News for the Hospitality Executive
on the Google/ITA Effect
April 27, 2011
On April 8, 2011, The Department of Justice approved Google’s acquisition of ITA, a leading airline data collector and software development company. Of course, no one really knows for sure to what extent Google will enter into the travel industry, but we do have a general example of what they’re aiming to do from Google Senior Vice President Jeff Huber:
How cool would it be if you could type "flights to somewhere sunny for under $500 in May" into Google and get not just a set of links but also flight times, fares and a link to sites where you can actually buy tickets quickly and easily? Well that's exactly why we announced our intention to buy ITA Software.
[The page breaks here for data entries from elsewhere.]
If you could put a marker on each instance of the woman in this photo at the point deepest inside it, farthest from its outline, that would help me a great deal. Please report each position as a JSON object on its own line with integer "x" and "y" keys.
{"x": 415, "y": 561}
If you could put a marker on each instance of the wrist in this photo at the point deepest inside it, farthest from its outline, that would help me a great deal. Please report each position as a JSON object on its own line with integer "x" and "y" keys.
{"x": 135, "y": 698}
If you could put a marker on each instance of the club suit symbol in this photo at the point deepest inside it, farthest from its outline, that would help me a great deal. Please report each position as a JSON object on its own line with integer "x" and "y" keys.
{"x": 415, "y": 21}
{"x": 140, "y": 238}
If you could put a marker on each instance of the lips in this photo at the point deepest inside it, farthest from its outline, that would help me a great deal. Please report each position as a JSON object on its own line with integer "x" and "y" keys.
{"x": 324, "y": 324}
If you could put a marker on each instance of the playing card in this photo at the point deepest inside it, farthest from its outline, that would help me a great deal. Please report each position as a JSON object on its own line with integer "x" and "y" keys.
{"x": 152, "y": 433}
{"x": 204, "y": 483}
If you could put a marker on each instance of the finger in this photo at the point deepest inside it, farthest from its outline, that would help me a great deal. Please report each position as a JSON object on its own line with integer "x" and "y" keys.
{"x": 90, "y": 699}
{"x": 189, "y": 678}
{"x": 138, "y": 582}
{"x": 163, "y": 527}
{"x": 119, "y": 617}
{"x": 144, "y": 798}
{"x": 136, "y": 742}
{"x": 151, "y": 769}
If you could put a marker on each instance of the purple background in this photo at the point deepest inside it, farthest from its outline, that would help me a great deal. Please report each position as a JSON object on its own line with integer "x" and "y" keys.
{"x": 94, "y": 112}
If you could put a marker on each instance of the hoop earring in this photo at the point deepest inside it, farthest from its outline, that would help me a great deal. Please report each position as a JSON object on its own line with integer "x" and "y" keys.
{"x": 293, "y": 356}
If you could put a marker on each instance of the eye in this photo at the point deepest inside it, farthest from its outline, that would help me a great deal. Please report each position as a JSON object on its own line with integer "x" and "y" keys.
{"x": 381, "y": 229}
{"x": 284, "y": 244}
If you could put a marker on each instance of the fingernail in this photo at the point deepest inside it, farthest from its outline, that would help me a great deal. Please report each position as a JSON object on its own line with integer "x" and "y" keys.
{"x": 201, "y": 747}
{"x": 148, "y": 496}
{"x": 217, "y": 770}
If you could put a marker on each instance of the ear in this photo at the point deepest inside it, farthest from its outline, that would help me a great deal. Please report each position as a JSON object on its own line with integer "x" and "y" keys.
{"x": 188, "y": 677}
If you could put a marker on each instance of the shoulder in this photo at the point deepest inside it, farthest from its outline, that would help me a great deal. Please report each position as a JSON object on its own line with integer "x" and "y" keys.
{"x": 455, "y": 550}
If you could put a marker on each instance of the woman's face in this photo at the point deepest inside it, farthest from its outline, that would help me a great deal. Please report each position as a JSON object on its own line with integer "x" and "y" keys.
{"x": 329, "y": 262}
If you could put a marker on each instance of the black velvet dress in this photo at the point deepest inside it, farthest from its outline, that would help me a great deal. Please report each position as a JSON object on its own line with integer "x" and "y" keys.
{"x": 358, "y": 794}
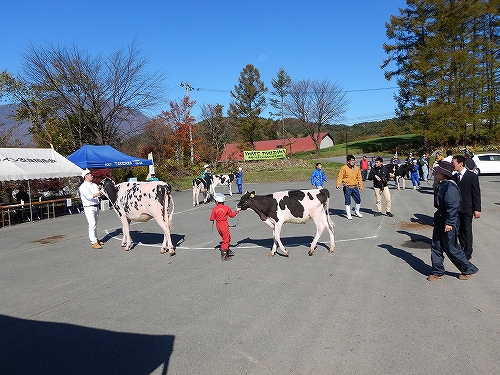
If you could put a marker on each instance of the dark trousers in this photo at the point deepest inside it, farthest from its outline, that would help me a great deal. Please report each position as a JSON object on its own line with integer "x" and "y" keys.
{"x": 465, "y": 234}
{"x": 447, "y": 242}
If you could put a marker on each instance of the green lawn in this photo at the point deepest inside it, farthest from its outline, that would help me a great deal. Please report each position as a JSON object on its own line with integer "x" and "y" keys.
{"x": 299, "y": 166}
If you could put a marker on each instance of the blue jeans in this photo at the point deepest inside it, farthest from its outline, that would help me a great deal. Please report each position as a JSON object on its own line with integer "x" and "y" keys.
{"x": 351, "y": 192}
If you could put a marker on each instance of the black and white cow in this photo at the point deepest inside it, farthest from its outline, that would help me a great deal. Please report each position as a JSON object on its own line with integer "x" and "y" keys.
{"x": 201, "y": 185}
{"x": 399, "y": 173}
{"x": 294, "y": 206}
{"x": 142, "y": 201}
{"x": 223, "y": 179}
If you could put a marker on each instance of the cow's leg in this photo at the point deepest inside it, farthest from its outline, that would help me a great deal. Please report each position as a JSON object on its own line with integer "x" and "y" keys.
{"x": 167, "y": 240}
{"x": 273, "y": 249}
{"x": 127, "y": 240}
{"x": 321, "y": 223}
{"x": 277, "y": 239}
{"x": 196, "y": 193}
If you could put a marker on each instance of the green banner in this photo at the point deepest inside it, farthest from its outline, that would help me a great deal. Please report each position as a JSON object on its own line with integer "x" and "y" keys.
{"x": 279, "y": 153}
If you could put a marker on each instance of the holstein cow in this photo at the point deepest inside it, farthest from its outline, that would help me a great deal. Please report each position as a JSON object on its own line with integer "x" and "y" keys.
{"x": 399, "y": 172}
{"x": 294, "y": 206}
{"x": 142, "y": 201}
{"x": 223, "y": 179}
{"x": 200, "y": 185}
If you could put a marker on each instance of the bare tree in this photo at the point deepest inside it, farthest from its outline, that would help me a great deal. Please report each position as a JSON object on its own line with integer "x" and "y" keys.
{"x": 98, "y": 98}
{"x": 316, "y": 104}
{"x": 215, "y": 129}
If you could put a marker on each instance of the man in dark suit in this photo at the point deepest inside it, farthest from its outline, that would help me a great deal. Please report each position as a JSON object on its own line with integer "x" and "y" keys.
{"x": 470, "y": 207}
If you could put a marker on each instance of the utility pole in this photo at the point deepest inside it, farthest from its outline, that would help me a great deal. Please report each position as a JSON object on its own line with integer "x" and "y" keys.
{"x": 189, "y": 88}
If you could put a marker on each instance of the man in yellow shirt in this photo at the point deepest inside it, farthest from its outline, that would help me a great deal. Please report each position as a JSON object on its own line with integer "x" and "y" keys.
{"x": 350, "y": 179}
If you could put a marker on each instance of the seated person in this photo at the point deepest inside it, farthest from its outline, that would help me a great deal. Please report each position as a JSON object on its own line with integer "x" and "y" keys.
{"x": 22, "y": 195}
{"x": 7, "y": 198}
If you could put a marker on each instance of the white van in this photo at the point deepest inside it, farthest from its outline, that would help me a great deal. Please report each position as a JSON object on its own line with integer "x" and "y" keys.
{"x": 487, "y": 163}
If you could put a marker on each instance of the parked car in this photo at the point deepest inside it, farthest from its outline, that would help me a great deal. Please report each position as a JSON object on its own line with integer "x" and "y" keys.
{"x": 487, "y": 163}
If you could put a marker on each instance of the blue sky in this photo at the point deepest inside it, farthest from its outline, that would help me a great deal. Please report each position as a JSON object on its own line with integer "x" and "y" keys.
{"x": 208, "y": 43}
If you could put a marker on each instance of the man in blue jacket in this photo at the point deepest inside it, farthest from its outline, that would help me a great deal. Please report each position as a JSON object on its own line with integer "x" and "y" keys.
{"x": 318, "y": 177}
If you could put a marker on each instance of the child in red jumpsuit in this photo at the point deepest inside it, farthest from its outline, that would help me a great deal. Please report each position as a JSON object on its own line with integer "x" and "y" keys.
{"x": 220, "y": 213}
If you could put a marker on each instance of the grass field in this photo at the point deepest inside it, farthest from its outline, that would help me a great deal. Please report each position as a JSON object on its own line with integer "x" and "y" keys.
{"x": 299, "y": 166}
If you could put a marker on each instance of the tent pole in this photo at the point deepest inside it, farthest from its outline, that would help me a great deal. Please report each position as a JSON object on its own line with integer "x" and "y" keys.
{"x": 31, "y": 207}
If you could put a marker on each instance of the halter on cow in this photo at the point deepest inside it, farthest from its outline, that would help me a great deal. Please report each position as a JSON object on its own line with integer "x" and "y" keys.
{"x": 295, "y": 206}
{"x": 200, "y": 185}
{"x": 223, "y": 179}
{"x": 142, "y": 201}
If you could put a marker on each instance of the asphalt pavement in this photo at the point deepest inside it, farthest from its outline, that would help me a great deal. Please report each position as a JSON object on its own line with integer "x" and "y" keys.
{"x": 367, "y": 308}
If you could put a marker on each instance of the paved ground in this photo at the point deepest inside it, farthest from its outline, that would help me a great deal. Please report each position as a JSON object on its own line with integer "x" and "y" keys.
{"x": 365, "y": 309}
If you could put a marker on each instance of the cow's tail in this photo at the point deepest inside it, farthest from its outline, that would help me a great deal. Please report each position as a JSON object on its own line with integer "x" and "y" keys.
{"x": 169, "y": 209}
{"x": 327, "y": 210}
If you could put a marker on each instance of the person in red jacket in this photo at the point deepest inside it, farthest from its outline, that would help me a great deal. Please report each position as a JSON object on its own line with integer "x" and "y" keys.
{"x": 220, "y": 213}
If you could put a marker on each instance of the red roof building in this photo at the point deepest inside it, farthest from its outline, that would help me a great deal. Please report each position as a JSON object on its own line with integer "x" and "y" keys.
{"x": 233, "y": 152}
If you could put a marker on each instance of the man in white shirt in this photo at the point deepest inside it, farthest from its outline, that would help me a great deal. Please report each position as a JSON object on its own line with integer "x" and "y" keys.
{"x": 89, "y": 193}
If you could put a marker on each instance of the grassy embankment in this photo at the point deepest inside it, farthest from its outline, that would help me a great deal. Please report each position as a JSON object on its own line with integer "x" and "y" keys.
{"x": 299, "y": 166}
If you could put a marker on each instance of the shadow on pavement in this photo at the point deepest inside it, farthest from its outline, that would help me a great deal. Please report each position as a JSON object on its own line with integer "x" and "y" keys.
{"x": 416, "y": 263}
{"x": 35, "y": 347}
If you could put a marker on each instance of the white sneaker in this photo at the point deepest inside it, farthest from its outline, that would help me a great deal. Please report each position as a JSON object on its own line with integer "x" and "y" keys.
{"x": 348, "y": 212}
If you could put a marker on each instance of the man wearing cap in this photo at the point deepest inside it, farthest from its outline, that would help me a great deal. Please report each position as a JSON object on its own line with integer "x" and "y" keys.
{"x": 239, "y": 180}
{"x": 470, "y": 207}
{"x": 206, "y": 174}
{"x": 89, "y": 194}
{"x": 446, "y": 223}
{"x": 220, "y": 213}
{"x": 380, "y": 176}
{"x": 350, "y": 179}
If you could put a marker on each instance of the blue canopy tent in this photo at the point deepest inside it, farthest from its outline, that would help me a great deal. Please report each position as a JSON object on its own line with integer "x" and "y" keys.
{"x": 89, "y": 156}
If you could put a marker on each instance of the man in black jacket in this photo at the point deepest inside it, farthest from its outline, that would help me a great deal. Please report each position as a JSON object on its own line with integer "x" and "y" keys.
{"x": 470, "y": 207}
{"x": 380, "y": 176}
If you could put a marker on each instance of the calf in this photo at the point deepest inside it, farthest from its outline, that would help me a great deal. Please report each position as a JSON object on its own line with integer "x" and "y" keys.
{"x": 202, "y": 185}
{"x": 294, "y": 206}
{"x": 399, "y": 172}
{"x": 223, "y": 179}
{"x": 142, "y": 201}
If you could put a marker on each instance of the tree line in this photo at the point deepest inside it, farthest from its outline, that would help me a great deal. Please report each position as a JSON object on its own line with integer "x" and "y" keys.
{"x": 444, "y": 56}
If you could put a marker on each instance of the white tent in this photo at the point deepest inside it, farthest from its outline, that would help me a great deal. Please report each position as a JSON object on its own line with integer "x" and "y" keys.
{"x": 33, "y": 163}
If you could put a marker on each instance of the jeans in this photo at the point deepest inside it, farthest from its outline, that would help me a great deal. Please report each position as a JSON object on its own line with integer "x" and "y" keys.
{"x": 351, "y": 192}
{"x": 92, "y": 214}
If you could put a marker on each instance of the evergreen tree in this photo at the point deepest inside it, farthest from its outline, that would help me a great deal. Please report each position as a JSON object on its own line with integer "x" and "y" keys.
{"x": 281, "y": 84}
{"x": 442, "y": 59}
{"x": 249, "y": 102}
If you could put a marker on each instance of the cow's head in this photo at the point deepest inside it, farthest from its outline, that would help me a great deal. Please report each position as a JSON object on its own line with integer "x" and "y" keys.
{"x": 244, "y": 202}
{"x": 109, "y": 189}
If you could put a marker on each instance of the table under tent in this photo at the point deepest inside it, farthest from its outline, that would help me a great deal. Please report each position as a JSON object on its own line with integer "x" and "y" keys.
{"x": 29, "y": 164}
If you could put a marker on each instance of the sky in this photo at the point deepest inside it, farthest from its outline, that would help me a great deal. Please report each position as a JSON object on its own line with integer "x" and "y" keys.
{"x": 208, "y": 43}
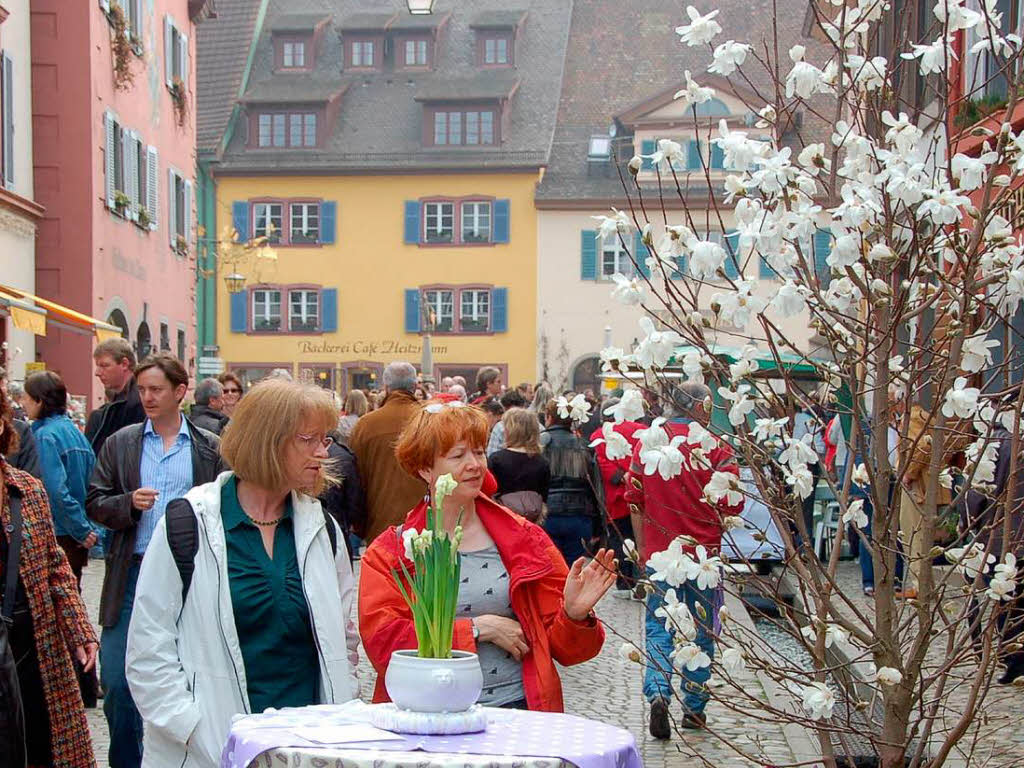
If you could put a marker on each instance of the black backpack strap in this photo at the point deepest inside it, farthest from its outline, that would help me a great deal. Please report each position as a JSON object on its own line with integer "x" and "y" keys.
{"x": 13, "y": 553}
{"x": 332, "y": 531}
{"x": 182, "y": 538}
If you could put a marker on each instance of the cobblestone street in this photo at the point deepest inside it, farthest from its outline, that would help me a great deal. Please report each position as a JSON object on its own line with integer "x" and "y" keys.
{"x": 603, "y": 689}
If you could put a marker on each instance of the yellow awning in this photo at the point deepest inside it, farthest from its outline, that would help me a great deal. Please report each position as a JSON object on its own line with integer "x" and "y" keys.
{"x": 66, "y": 316}
{"x": 24, "y": 315}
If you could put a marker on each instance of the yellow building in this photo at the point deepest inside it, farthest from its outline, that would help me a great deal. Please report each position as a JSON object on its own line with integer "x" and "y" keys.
{"x": 398, "y": 195}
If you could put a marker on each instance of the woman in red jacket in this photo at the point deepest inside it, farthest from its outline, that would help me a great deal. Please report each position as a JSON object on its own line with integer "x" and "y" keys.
{"x": 519, "y": 608}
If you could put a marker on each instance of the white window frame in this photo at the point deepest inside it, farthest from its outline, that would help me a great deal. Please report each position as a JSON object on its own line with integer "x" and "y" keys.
{"x": 259, "y": 228}
{"x": 433, "y": 220}
{"x": 472, "y": 212}
{"x": 621, "y": 259}
{"x": 293, "y": 54}
{"x": 433, "y": 298}
{"x": 418, "y": 47}
{"x": 267, "y": 304}
{"x": 304, "y": 314}
{"x": 480, "y": 302}
{"x": 306, "y": 212}
{"x": 364, "y": 53}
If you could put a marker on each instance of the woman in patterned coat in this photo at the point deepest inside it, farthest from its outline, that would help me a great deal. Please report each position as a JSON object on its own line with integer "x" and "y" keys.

With this in mind, let’s look at ways in which this deal could possibly affect travelers, online travel agencies (OTAs) and hotels.
According to the forthcoming PhoCusWright Consumer Travel Report, Third Edition, most leisure travelers’ plans are not flexible enough to warrant the deals that a Google text-processing search, like the example given by Mr. Huber, will most likely produce. Such travelers are content with the more specific options available today through OTAs and proprietary airline booking sites—they have set dates and times for travel and they are comfortable inputting their data into these sites to generate their best pricing options. Where Google will shine for travelers is in last-minute trips that allow for a bit more flexibility in arrival and departure times.
The OTAs are a huge source of revenue for Google. To give you an idea of how huge a revenue source, in June 2010, Expedia was Google’s number three advertiser, spending $3.59 million. For that month, Hotels.com spent $3.30 million. It is doubtful that Google is looking to undercut such advertising revenue; however, what other options would OTAs have if Google does go full-scale? Even if Google looks to start stealing OTA market share, OTAs have relatively few options to reach customers without using the worldwide leader in search engines. Since I have no information on what, if any, partnerships will exist between Google and OTAs, I’m going to declare that the “jury is still out” on this topic. That being said, I have a feeling that this will be a good, but expensive partnership opportunity for the leading (read: deep-pocketed) OTAs.
Honestly, I see no downside yet for hotels, as the more pricing options potential guests have for getting to a hotel’s front desk, the better. The only issue to watch will be how much share hotels from traditionally cheaper airfare destinations will steal from those in areas with traditionally higher airfare. Given the type of travel that will be most frequently sourced using the Google/ITA “platform” (the spur-of-the-moment trip), the mass market capabilities of a Google search for travel deals that link directly into airline booking engines will be a benefit to traditionally cheaper airfare destinations.
But with that being said, it’s all speculation, as we truly have no idea how extensive Google’s entry into the travel industry will be. Nonetheless, I think there will be some dramatic shifts in the travel industry for travelers, OTAs, and hotels with the new Google/ITA platform’s launch. Whether good or bad, it will depend on which side of the deal your standing.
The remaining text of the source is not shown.